How a recycled garment made from tattered rags symbolises the ingenuity of what could have been one of the world's first large-scale ecological civilisations. Imagine standing on the old wooden Nihonbashi bridge in the commercial heartland of Edo, the ancient Japanese city now known as Tokyo. It is some time around 1750 during the Edo period, the era from 1603 to 1868 ruled by the Tokugawa shoguns .
You are surrounded by a bustle of chattering locals twirling their umbrellas, seafood traders rushing across the bridge, balancing brimming baskets on their shoulders, and labourers carrying rice and cloth to the market stalls on either side of the riverbank. The smell from the famous Nihonbashi Uogashi – the fish market – wafts through the air. It is a huge city of nearly one million people – far bigger than London or Paris at the time.
You notice that almost everything seems to be made of wood – houses, carts, the bridge itself. But what is less obvious is that you are gazing upon what may be one of the world's first large-scale ecological civilisations.
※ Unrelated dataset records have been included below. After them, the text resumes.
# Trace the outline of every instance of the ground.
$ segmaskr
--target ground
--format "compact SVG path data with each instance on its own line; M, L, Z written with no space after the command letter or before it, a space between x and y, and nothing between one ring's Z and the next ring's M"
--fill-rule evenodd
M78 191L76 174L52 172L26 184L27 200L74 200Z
Ancient Japan, I argue in my new book History for Tomorrow , offers inspiration for creating the deeply sustainable society we so urgently need today.
Humanity's material footprint is almost double what the planet can safely sustain: we are using up the resources of nearly two planet Earths annually. Just think of the e-waste mountains, the biodiversity loss, the oceans polluted with microplastics, the deforestation to g.